The expected survival of gastric cancer patients has been significantly prolonged due to remarkable progress in surgical techniques.[18] However, the prevalence of gallstone formation after gastrectomy is obviously higher than the general population without gastrectomy.[19] We, therefore, aimed to elucidate the relationship between DG and gallstones.
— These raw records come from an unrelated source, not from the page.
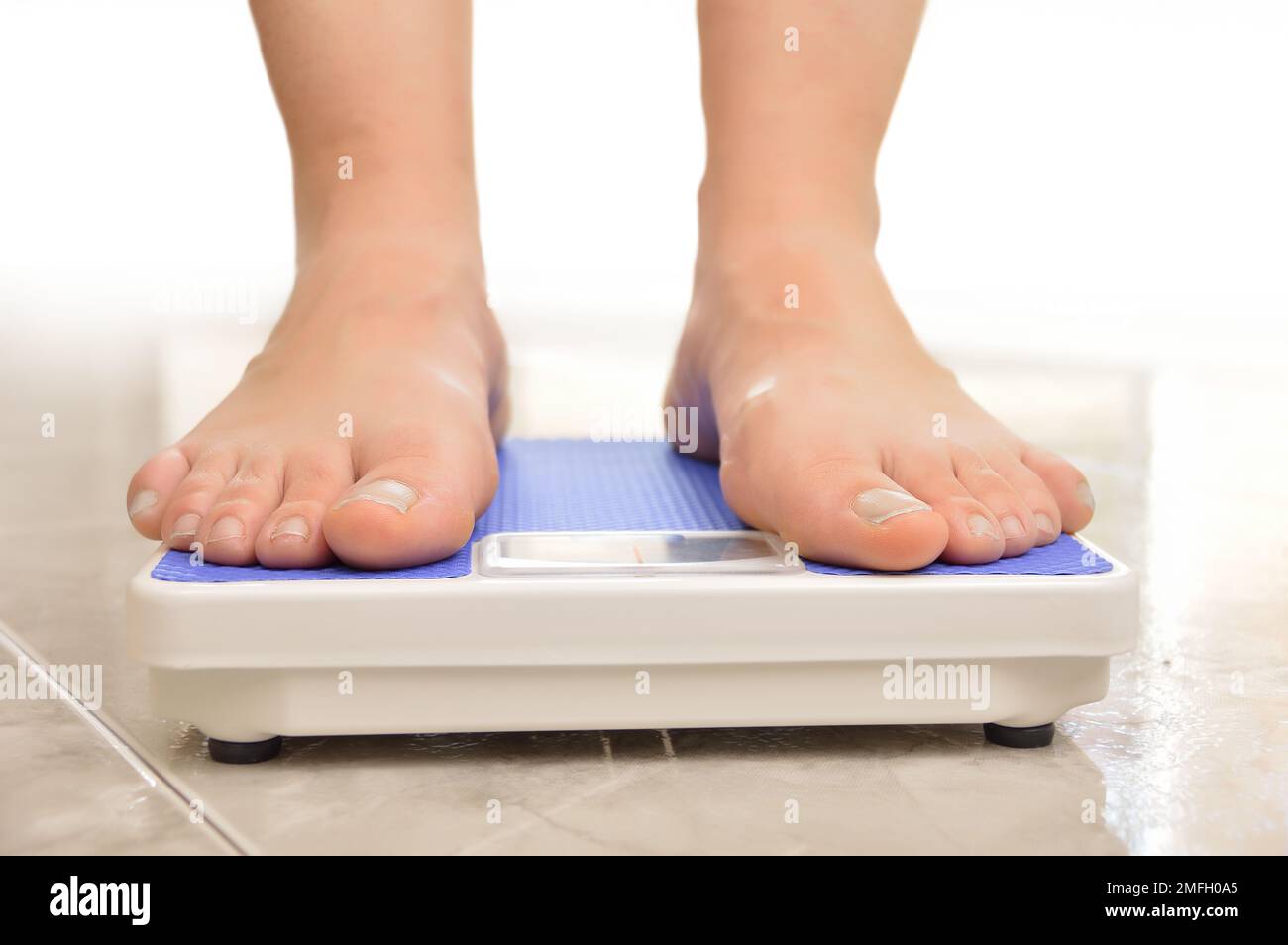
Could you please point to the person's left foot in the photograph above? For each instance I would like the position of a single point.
(836, 430)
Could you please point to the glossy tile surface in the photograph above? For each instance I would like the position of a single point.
(1189, 753)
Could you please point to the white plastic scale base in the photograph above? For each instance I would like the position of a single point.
(618, 630)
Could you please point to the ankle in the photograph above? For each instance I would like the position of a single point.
(734, 217)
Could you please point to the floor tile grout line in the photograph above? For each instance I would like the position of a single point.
(151, 776)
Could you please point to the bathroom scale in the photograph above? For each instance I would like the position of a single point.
(608, 586)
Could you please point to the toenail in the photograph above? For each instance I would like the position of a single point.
(879, 505)
(142, 502)
(292, 529)
(1013, 527)
(387, 492)
(185, 527)
(228, 527)
(1086, 497)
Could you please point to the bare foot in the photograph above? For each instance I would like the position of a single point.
(366, 429)
(836, 429)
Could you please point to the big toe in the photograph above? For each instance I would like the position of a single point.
(842, 511)
(403, 511)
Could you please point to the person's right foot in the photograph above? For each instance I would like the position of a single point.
(366, 429)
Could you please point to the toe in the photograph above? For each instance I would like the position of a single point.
(1030, 488)
(151, 489)
(403, 511)
(291, 537)
(842, 510)
(192, 498)
(1010, 510)
(228, 528)
(974, 533)
(1065, 483)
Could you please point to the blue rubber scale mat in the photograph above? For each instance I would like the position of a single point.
(581, 485)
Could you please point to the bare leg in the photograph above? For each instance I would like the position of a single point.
(832, 424)
(366, 426)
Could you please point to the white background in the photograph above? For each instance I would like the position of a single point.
(1098, 179)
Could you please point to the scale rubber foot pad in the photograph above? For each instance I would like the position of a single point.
(1030, 737)
(245, 752)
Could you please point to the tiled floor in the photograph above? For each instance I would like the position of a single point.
(1189, 753)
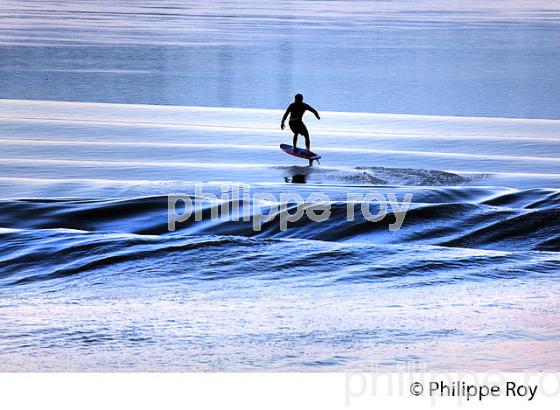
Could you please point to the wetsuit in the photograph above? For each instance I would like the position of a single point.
(296, 111)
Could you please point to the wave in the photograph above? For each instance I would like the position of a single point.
(54, 258)
(447, 216)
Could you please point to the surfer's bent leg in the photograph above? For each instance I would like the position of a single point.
(305, 133)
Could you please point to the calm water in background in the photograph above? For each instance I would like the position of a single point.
(412, 57)
(90, 278)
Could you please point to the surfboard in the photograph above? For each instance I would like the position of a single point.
(300, 153)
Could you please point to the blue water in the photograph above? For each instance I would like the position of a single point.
(454, 104)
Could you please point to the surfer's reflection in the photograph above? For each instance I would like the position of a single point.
(296, 179)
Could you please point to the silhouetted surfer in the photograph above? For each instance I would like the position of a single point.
(296, 111)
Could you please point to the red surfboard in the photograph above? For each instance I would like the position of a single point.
(300, 153)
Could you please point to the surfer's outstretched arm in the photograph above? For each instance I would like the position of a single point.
(313, 110)
(288, 110)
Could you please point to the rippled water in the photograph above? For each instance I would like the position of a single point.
(91, 278)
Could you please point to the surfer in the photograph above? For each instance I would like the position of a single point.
(296, 111)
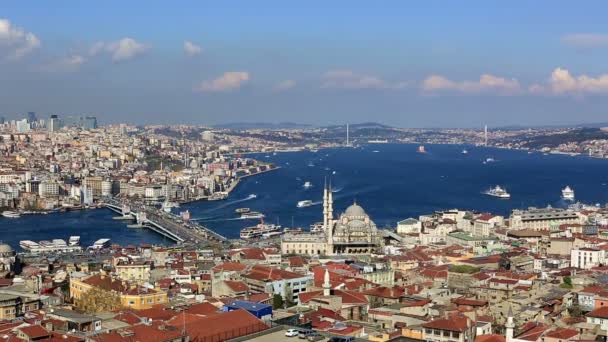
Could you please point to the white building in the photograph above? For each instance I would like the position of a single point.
(586, 258)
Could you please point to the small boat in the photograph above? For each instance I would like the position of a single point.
(304, 204)
(11, 214)
(568, 194)
(260, 230)
(74, 240)
(499, 192)
(252, 215)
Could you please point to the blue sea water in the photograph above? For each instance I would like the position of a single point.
(391, 182)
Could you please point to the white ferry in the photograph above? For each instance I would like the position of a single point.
(499, 192)
(45, 246)
(11, 214)
(259, 231)
(568, 194)
(252, 215)
(74, 240)
(101, 243)
(304, 204)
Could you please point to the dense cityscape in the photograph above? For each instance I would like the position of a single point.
(210, 171)
(451, 275)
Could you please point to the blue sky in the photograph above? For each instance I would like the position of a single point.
(405, 63)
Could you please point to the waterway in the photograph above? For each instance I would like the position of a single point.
(390, 181)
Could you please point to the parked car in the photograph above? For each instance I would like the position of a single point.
(342, 339)
(315, 336)
(304, 333)
(292, 333)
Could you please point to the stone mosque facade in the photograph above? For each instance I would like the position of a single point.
(352, 233)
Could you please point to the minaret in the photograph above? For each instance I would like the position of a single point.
(326, 284)
(325, 223)
(485, 135)
(510, 325)
(330, 205)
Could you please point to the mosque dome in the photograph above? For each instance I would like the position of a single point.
(4, 248)
(355, 210)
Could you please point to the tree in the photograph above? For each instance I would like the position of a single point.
(567, 283)
(277, 301)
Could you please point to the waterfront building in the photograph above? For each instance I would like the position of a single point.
(586, 258)
(105, 287)
(351, 234)
(542, 218)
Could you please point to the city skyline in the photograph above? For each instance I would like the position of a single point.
(408, 65)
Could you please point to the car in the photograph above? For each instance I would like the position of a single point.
(342, 339)
(292, 333)
(304, 333)
(315, 336)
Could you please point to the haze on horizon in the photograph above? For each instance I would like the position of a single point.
(407, 64)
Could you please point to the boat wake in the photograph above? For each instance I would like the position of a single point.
(229, 203)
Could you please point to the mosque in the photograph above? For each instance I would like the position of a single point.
(353, 233)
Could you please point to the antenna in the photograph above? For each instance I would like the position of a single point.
(485, 135)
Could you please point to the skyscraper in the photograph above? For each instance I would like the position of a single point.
(54, 124)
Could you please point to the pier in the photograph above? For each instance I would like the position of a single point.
(169, 225)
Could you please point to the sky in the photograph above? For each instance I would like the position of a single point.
(404, 63)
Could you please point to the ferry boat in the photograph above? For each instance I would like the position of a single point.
(101, 243)
(11, 214)
(252, 215)
(217, 196)
(316, 227)
(499, 192)
(568, 194)
(259, 230)
(168, 205)
(304, 204)
(55, 245)
(74, 240)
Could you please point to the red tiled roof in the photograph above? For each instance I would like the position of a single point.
(490, 338)
(562, 333)
(452, 324)
(601, 312)
(236, 286)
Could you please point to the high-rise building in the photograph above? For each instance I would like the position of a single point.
(23, 126)
(31, 117)
(88, 122)
(54, 124)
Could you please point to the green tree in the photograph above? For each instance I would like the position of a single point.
(567, 283)
(277, 301)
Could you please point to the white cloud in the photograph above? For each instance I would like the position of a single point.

There were several reports indicating that the type of reconstruction did not affect gallstone formation, interpreting that gallstone formation was unrelated to whether or not food passes through the duodenum.[2],[13],[20] On the other hand, Kobayashi et al. investigated that exclusion of the duodenum reduced the secretion of CCK, thus decreasing gallbladder contraction and increasing the risk of gallstones.[4] Jun et al. reported that exclusion of the duodenum during reconstruction, such as B-II or R-Y, is associated with the development of gallstones.[9] This study illustrates that the incidence of gallstone formation differed significantly in patients who underwent nonphysiological reconstruction and physiological reconstruction for DG.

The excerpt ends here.